Откуда-то, видимо, из буфетной, появился стюард в белой куртке, долговязая, тощая личность со смуглой кожей и длинным мрачным лицом страдающего животом спаниеля. Он взглянул на Бенсона и многозначительно произнес:
— Еще одну порцию картошки, док?
— Вы прекрасно знаете, что я никогда не беру добавку этой углеводной жвачки, — с достоинством возразил Бенсон. — Во всяком случае, на завтрак.
Генри, это доктор Карпентер.
— Здрасте, — приветливо отозвался Генри.
— Завтрак, Генри, — потребовал Бенсон. — И запомните: доктор Карпентер — англичанин. Постарайтесь, чтобы у него не осталось неприятных воспоминаний о кормежке в Военно-морских силах США.
— Если кому-то у нас на корабле не нравится готовка, — помрачнел Генри, — то он здорово это скрывает... Завтрак. В комплекте. Один момент!
— Ради Бога, не надо в комплекте, — вмешался я. — Есть вещи, которых мы, выродившиеся британцы, не в состоянии вынести прямо с утра. Одна из таких вещей — жареная картошка. Стюард согласно кивнул и удалился. Я сказал:
— Итак, насколько я понял, вы — доктор Бенсон.

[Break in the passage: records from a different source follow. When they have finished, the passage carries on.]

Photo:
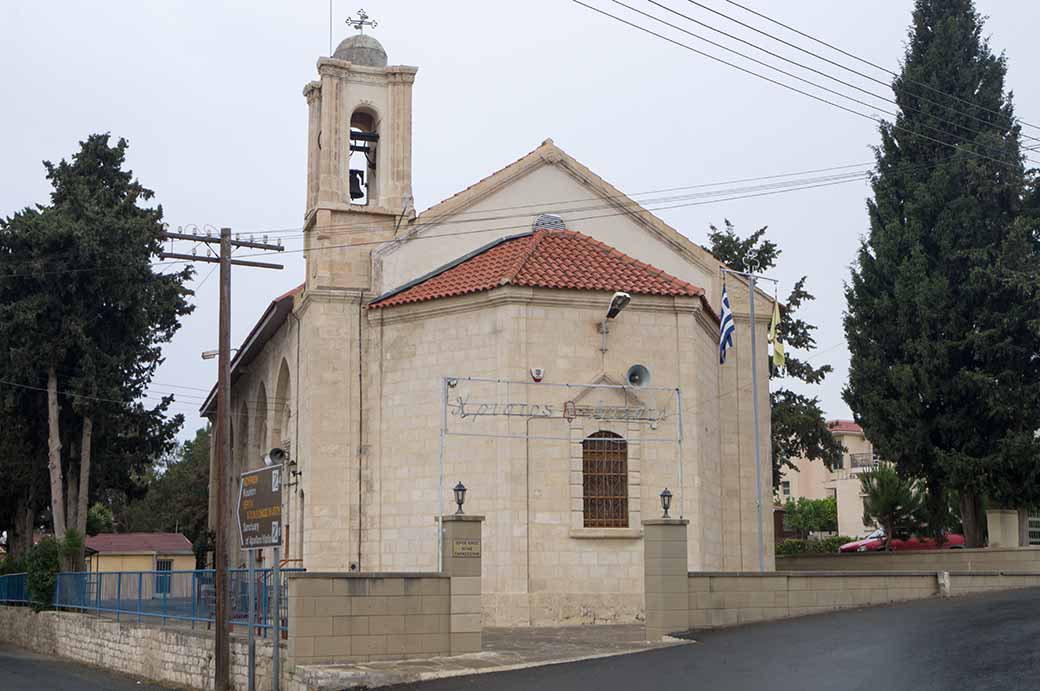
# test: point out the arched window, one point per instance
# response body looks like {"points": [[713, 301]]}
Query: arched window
{"points": [[364, 136], [604, 480]]}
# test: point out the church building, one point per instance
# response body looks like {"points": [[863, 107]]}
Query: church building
{"points": [[539, 337]]}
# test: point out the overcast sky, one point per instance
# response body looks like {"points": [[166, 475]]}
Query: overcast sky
{"points": [[209, 96]]}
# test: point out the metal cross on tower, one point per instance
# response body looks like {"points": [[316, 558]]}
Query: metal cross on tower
{"points": [[362, 21]]}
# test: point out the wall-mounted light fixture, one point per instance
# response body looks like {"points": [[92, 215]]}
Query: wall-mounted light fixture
{"points": [[460, 491], [666, 502]]}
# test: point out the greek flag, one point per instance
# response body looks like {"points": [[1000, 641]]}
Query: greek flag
{"points": [[725, 328]]}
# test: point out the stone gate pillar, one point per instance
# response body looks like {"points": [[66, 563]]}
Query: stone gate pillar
{"points": [[461, 554], [666, 572]]}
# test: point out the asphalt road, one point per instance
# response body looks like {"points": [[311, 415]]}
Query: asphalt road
{"points": [[989, 641], [22, 670]]}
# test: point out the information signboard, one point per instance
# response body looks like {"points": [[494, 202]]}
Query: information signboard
{"points": [[260, 508]]}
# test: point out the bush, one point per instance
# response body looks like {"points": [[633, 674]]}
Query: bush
{"points": [[11, 565], [826, 546], [43, 564]]}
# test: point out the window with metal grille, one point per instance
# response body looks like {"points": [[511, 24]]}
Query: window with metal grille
{"points": [[604, 480], [163, 566]]}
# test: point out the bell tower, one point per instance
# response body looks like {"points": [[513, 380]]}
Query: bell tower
{"points": [[359, 160]]}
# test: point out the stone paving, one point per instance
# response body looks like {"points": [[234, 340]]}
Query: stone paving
{"points": [[503, 649]]}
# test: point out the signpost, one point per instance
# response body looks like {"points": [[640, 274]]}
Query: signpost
{"points": [[260, 526]]}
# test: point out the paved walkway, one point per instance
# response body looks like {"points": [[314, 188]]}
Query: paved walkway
{"points": [[503, 649], [22, 670]]}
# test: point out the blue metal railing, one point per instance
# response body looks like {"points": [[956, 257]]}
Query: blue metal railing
{"points": [[188, 596], [14, 590]]}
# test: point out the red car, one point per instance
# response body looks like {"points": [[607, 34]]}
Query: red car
{"points": [[876, 542]]}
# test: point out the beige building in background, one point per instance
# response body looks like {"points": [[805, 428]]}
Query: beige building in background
{"points": [[509, 280], [815, 481], [138, 552]]}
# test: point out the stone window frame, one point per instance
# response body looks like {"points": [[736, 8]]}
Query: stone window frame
{"points": [[581, 429]]}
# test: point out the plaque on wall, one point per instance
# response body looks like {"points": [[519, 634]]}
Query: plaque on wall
{"points": [[465, 547]]}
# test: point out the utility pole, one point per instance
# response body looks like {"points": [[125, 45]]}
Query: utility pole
{"points": [[222, 656], [751, 278]]}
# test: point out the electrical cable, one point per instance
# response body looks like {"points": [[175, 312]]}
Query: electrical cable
{"points": [[794, 88], [873, 65]]}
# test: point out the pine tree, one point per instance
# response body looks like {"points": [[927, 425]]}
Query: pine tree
{"points": [[798, 426], [83, 316], [941, 322]]}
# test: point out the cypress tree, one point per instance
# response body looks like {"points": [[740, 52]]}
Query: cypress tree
{"points": [[942, 305]]}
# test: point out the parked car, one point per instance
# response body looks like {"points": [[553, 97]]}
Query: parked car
{"points": [[876, 542]]}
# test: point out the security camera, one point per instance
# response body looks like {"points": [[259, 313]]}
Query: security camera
{"points": [[275, 456], [618, 303]]}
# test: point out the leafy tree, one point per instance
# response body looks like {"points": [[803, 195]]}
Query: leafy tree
{"points": [[43, 564], [100, 519], [890, 501], [807, 515], [942, 305], [177, 495], [86, 318], [799, 429]]}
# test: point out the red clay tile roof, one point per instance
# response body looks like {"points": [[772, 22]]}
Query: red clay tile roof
{"points": [[843, 426], [542, 259], [121, 542]]}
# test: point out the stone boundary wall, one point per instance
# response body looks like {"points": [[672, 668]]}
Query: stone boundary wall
{"points": [[988, 559], [172, 655]]}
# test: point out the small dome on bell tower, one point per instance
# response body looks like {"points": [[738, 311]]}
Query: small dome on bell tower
{"points": [[362, 49]]}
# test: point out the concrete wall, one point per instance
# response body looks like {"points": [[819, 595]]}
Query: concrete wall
{"points": [[172, 656], [990, 559], [358, 617], [678, 600], [725, 599], [338, 617]]}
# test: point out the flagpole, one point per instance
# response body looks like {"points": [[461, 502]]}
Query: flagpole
{"points": [[754, 388]]}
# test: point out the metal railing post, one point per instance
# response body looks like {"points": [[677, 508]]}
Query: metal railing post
{"points": [[263, 603]]}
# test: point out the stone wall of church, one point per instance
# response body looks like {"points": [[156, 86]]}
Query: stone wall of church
{"points": [[263, 404], [541, 564]]}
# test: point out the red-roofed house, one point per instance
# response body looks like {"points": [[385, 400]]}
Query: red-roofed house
{"points": [[814, 480], [485, 317], [139, 552]]}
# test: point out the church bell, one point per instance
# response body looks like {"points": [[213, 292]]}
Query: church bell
{"points": [[357, 183]]}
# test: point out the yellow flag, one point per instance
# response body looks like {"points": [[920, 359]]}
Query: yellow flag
{"points": [[779, 360]]}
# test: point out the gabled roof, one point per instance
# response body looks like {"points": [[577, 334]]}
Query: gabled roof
{"points": [[562, 259], [269, 322], [843, 426], [127, 542], [549, 154]]}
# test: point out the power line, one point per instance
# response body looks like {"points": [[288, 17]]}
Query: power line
{"points": [[865, 61], [805, 67], [825, 59], [601, 215], [632, 206], [788, 86]]}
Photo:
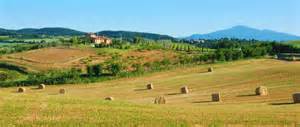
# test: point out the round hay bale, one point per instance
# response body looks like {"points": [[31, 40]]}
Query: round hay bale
{"points": [[296, 97], [210, 69], [160, 100], [62, 91], [109, 98], [184, 90], [42, 86], [275, 57], [294, 58], [21, 90], [216, 97], [150, 86], [261, 91]]}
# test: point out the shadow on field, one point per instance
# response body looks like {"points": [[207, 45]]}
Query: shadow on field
{"points": [[246, 95], [282, 103], [201, 101]]}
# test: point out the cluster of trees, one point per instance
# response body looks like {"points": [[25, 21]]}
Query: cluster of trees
{"points": [[14, 48]]}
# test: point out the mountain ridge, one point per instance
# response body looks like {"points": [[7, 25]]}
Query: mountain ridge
{"points": [[245, 32]]}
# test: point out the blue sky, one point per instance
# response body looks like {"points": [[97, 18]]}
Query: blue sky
{"points": [[173, 17]]}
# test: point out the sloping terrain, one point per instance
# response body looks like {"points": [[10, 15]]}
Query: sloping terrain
{"points": [[133, 105]]}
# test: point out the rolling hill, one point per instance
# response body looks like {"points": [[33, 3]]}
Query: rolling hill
{"points": [[244, 32], [59, 31], [131, 35], [84, 105]]}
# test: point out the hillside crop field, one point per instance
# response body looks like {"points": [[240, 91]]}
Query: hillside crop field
{"points": [[84, 104], [76, 57]]}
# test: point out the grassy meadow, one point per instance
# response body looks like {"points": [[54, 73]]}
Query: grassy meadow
{"points": [[84, 104]]}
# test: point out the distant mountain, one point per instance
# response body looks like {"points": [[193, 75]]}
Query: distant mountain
{"points": [[244, 32], [131, 35]]}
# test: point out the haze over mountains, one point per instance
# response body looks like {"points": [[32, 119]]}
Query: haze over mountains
{"points": [[244, 32], [240, 32]]}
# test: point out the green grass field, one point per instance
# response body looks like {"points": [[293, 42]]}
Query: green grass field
{"points": [[84, 104]]}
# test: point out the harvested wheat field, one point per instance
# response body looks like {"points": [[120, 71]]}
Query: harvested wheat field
{"points": [[50, 58], [83, 105]]}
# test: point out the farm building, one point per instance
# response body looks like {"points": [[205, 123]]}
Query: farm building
{"points": [[99, 39]]}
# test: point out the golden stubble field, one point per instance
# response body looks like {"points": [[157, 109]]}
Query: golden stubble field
{"points": [[84, 104]]}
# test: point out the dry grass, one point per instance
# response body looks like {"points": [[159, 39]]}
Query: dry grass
{"points": [[49, 58], [236, 81]]}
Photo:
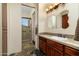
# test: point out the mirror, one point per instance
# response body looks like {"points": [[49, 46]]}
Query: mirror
{"points": [[59, 20], [64, 17], [52, 21]]}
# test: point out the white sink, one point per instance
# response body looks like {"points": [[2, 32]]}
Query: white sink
{"points": [[58, 38]]}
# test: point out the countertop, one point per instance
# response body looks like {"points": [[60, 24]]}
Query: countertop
{"points": [[68, 42]]}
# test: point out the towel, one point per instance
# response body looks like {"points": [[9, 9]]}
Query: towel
{"points": [[77, 31]]}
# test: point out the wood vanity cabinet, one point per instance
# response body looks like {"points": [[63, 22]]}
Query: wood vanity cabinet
{"points": [[55, 48], [71, 51], [52, 48]]}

— Штатный медицинский офицер на борту «Дельфина» собственной персоной, кивнул он. — Кстати, приглашение еще одного опытного специалиста ставит под сомнение мою профессиональную репутацию.
— Я здесь только пассажир. И не собираюсь ни с кем конкурировать.
— Знаю, знаю, — откликнулся он. Слишком торопливо.
Достаточно торопливо, чтобы я мог сообразить: к этому приложил руку Свенсон. Видимо, он попросил своих офицеров не докучать доктору Карпентеру излишним любопытством. Я снова подумал о том, как поведет себя Свенсон, если мы сумеем добраться до станции «Зебра» и суровая реальность разоблачит меня как весьма изобретательного лжеца.
Тем временем Бенсон, улыбаясь, продолжал:
— Здесь и одному-то врачу делать почти нечего, а уж двоим и подавно. — Значит, перетруждаться не приходится? Вопрос был явно излишним: уже то, как он лениво благодушествовал за завтраком, говорило само за себя.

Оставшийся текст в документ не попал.